There is never a good time to card a ’10,’ but one PGA Tour Canada pro may have used his double-digit score to turn around his season.
Austen Christiansen, a 26-year-old Houston native, was six holes into his second round on Friday at the ATB Classic when he recorded a quintuple-bogey 10 on the par-5 sixth hole at Northern Bear in Strathcona County, Alberta. The massive blunder dropped him from 3 under – a day earlier he had posted a wild 2-under 70 that included an eagle and two doubles – to 2 over, well below the projected cut line.
But Christiansen rallied with six birdies and no dropped shots over his final 12 holes to make the cut by two shots.

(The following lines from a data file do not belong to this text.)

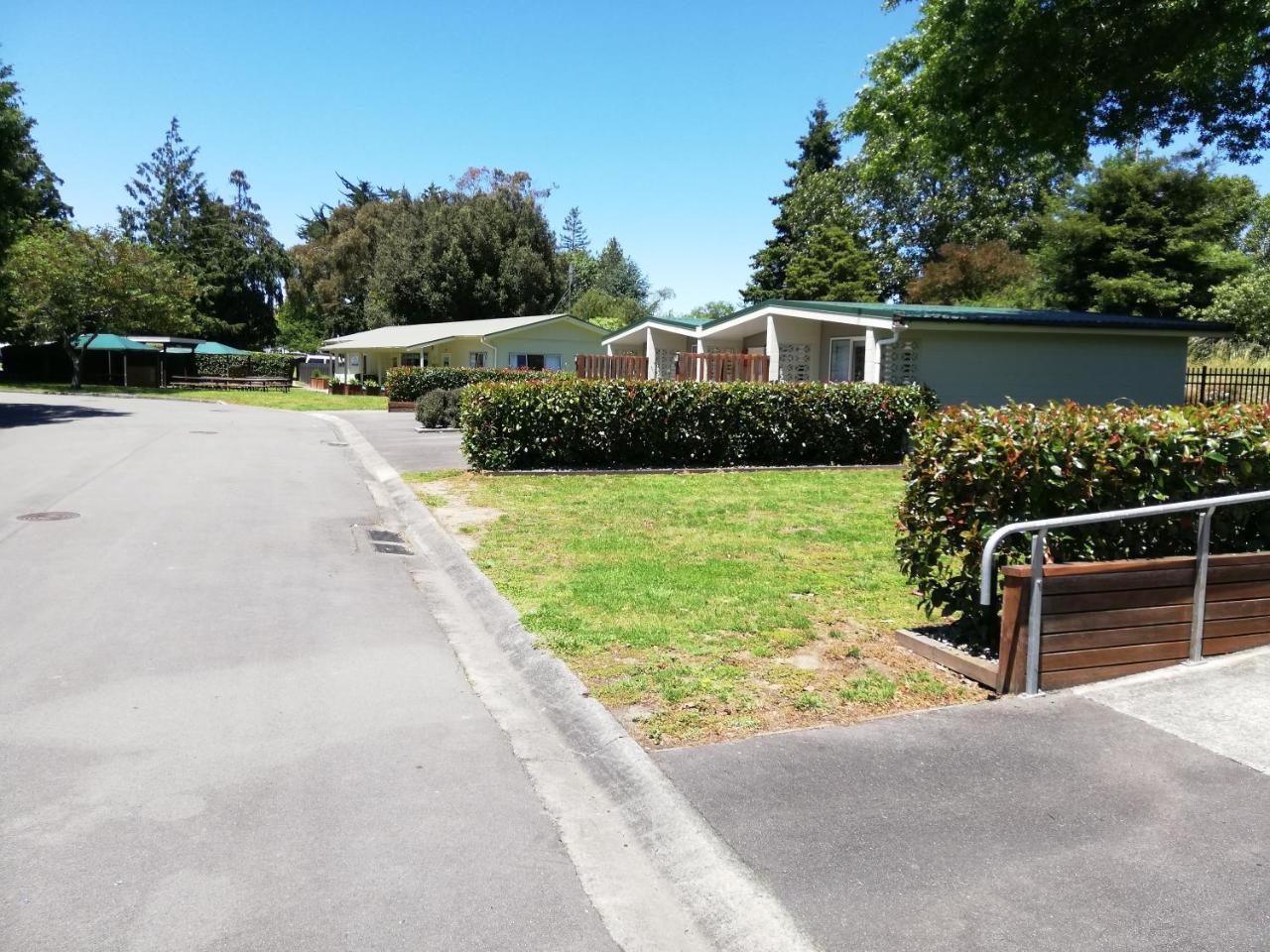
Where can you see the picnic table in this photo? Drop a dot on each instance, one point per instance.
(231, 382)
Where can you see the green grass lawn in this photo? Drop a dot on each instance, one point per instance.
(711, 604)
(295, 399)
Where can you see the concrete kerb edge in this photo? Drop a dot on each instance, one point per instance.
(719, 893)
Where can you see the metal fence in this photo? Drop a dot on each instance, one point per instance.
(1227, 385)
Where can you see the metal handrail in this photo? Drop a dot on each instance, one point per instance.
(1039, 527)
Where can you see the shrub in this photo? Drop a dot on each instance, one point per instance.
(253, 365)
(597, 422)
(429, 408)
(971, 470)
(405, 384)
(439, 408)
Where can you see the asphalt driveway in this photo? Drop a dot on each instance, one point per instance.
(226, 720)
(1052, 824)
(397, 438)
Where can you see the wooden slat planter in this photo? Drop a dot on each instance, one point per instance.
(1105, 620)
(611, 367)
(721, 368)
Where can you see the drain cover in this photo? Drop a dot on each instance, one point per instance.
(389, 542)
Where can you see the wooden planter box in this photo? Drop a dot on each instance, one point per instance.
(1106, 620)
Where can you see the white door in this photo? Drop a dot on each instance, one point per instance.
(846, 359)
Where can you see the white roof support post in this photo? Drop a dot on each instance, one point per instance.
(772, 349)
(873, 357)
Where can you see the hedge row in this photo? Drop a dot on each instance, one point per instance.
(570, 422)
(970, 471)
(412, 382)
(252, 365)
(439, 408)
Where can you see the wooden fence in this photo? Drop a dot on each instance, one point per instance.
(611, 367)
(1213, 385)
(721, 367)
(1105, 620)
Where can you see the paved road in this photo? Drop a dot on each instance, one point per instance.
(1056, 824)
(225, 721)
(397, 438)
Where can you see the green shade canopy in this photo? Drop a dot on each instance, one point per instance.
(211, 347)
(111, 341)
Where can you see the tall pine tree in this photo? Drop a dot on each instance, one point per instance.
(820, 151)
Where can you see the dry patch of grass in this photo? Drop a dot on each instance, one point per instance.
(707, 606)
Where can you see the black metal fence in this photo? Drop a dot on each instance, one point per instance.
(1227, 385)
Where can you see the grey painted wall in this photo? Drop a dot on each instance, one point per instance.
(987, 367)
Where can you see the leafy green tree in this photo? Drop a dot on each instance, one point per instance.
(607, 311)
(480, 250)
(619, 276)
(1245, 302)
(1147, 236)
(833, 266)
(331, 271)
(226, 246)
(70, 285)
(970, 275)
(820, 150)
(28, 189)
(572, 234)
(1023, 79)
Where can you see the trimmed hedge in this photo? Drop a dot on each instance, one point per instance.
(971, 470)
(412, 382)
(252, 365)
(570, 422)
(439, 408)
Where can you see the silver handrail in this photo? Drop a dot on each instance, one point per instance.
(1039, 527)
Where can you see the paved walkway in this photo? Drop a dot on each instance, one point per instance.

“I knew I needed to make another cut to kind of secure my starts,” said Christiansen, who turned pro out of BYU in 2019 and earned his PGA Tour Canada card for the first time earlier this year. He missed the cut in his tour debut before tying for 61st last week at the Elk Ridge Saskatchewan Open.
“So, I was like, you can just put your head down and make some birdies, or you can go home and think about it for a week and put some pressure on yourself the next two weeks.”
Christiansen chose the former. He birdied the par-4 seventh hole right after his ’10,’ and later rolled off four straight birdies, at Nos. 13-16.
While Christiansen is eight shots back of co-leaders Nicolo Galletti, Davis Lamb and Eric Lilleboe, he has himself a pair of weekend tee times.
“Down the road when I make it onto the big Tour,” Christiansen added, getting choked up, “then I’m going to look back on that 10 – I think I saved my summer.”